Han Dongfang is a long-time labor activist who came to international prominence during the 1989 Tiananmen protest movement and now heads China Labour Bulletin in Hong Kong. Michelle Chen of The Nation spoke with Han about how Chinese workers can utilize unions to defend their rights and bring about democracy:
[..I]n the past few months alone, China has seen scores of wildcat strikes, demonstrations, periodic riots and even the occasional boss taken hostage. The government generally treats this strife as part of the dynamics of China’s astronomical growth. And the labor market is, in a way, akin to the country’s churning consumer market: the state knows it cannot control every aspect of Chinese society and is willing to allow a measure of market “freedom” as a self-regulating social ecosystem. Fostering commercial exchange keeps workers busy and fed and keeps factories humming. On the factory floor a parallel balancing of interests plays out, between workers—who, at established firms, generally belong to the government-run union—and employers—who, like their Western counterparts, want to keep profits flowing above all else. Manufacturing workers typically have some form of labor contract and are hooked into a national, employer-funded social insurance system, at least in theory. The system works if labor has enough autonomy to exert some control over their working conditions, through negotiation with bosses or bringing legal complaints. That doesn’t happen nearly enough. So CLB seeks to equip workers with collective bargaining skills and legal savvy to represent themselves to their employers and the government.

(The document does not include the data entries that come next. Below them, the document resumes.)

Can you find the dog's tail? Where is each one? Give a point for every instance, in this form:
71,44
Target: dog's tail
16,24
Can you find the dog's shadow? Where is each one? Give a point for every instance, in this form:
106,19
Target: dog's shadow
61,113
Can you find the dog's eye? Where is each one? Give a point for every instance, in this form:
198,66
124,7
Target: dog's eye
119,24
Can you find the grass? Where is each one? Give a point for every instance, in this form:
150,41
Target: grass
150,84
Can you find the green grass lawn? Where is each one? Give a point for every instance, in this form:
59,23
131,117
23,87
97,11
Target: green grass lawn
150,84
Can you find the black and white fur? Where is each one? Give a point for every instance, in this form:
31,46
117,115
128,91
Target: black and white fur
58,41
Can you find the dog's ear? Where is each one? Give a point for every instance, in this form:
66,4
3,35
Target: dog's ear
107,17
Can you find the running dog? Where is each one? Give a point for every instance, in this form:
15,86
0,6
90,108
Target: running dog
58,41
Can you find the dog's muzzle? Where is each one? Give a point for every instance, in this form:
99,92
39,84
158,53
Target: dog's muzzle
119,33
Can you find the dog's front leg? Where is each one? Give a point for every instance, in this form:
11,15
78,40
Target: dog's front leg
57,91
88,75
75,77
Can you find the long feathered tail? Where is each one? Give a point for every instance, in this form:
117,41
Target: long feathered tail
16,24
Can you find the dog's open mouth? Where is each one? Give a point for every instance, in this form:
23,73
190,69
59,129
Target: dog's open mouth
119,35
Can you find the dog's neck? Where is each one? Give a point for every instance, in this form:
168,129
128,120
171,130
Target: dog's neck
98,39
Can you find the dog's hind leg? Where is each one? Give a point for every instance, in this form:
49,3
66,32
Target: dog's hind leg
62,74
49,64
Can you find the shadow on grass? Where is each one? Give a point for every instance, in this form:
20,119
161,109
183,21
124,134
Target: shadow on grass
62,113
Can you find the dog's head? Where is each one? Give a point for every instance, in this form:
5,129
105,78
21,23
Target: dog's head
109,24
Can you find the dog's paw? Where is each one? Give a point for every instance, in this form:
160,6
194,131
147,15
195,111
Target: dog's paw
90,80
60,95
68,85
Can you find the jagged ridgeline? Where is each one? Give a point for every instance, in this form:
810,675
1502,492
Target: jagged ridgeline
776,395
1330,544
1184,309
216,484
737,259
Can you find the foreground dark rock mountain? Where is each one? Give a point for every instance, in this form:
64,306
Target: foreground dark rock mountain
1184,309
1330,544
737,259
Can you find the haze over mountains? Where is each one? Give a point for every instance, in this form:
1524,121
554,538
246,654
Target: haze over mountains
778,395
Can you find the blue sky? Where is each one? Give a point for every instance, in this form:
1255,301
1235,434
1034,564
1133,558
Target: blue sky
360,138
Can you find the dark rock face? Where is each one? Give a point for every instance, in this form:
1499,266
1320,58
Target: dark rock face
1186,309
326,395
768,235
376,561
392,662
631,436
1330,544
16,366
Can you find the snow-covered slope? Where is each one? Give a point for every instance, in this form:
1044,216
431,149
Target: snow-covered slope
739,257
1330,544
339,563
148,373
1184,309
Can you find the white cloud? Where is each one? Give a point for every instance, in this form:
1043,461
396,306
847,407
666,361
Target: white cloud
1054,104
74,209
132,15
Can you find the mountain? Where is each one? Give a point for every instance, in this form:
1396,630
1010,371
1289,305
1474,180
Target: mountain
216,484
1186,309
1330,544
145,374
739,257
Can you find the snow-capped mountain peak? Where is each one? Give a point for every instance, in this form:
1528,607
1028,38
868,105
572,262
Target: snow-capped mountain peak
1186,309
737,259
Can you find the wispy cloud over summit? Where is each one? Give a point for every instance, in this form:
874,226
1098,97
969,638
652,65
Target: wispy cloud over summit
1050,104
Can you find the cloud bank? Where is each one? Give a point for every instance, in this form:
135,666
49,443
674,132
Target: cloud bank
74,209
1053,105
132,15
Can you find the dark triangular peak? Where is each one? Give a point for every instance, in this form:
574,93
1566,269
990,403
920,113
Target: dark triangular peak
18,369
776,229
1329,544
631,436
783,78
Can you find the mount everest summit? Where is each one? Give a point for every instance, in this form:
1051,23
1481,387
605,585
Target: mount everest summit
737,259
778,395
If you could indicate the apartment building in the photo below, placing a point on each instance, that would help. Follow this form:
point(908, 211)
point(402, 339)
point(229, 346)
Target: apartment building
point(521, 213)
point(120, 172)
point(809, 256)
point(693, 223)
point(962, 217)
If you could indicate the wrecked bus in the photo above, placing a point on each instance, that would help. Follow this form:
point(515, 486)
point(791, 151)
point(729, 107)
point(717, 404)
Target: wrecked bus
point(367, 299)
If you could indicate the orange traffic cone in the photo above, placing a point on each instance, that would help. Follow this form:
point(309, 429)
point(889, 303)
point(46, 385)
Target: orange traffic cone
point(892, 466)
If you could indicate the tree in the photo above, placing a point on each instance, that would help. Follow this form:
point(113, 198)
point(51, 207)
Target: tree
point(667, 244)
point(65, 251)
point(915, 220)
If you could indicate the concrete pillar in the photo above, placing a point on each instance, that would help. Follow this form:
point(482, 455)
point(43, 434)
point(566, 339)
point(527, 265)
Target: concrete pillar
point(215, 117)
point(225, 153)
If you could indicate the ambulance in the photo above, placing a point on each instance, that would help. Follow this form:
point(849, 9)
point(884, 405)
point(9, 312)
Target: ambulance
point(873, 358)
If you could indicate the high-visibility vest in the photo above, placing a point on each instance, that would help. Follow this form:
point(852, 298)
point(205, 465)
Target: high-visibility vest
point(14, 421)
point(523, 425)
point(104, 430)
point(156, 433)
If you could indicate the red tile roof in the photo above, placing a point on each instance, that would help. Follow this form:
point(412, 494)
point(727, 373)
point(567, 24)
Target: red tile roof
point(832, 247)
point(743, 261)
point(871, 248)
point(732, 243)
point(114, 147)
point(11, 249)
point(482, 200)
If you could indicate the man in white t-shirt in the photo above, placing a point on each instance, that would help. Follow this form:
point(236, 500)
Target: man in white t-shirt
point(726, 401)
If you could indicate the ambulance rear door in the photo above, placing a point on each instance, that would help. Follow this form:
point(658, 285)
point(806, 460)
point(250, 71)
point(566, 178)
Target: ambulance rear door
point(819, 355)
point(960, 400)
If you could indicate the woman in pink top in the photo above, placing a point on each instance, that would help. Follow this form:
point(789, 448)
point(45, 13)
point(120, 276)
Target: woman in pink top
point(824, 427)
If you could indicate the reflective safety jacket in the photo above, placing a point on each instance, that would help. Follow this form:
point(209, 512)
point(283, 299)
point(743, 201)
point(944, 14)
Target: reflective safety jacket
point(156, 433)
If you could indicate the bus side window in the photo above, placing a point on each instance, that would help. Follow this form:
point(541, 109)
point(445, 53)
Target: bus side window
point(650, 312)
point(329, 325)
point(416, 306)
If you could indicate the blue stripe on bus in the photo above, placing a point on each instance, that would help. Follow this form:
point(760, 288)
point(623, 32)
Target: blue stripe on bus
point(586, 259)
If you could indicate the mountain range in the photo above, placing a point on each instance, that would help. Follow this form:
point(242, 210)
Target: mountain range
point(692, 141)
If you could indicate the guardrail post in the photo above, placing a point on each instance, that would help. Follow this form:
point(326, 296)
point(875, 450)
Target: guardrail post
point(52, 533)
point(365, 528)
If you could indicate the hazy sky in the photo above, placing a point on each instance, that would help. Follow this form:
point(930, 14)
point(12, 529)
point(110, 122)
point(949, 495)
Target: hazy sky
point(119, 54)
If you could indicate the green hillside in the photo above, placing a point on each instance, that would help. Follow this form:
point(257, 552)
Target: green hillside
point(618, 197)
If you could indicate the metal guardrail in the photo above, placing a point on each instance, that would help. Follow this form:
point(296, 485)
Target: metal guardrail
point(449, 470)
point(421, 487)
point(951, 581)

According to Han, the first step toward empowering the workforce is to wrest power from the bosses and the official state-run union.
“Now the biggest problem with the unions in China is that the factory unions are completely controlled by employers,” Han says. His organization seeks to “create some formula for trade union reform and collective bargaining in workplaces…establish a peaceful means of collective bargaining…and at the same time, through the collective bargaining process, we can encourage the workers to elect the factory representatives into the factory union, and therefore take away the employer control over the factory union.”
Now that China in capitalist transformation has entwined neoliberal economic cycles with modified authoritarianism and a creaky welfare state, workers are being vastly exploited by their bosses and constrained politically by the regime. Yet Han believes the union structure still offers an opening for labor representation. Advocates need to know the right pressure points in the triangular relationship among the state and official union, management, corporate power structure and rank-and-file—and they must understand how to use their leverage. [Source]
The audio version of the interview was broadcast on WBAI’s Asia Pacific Forum.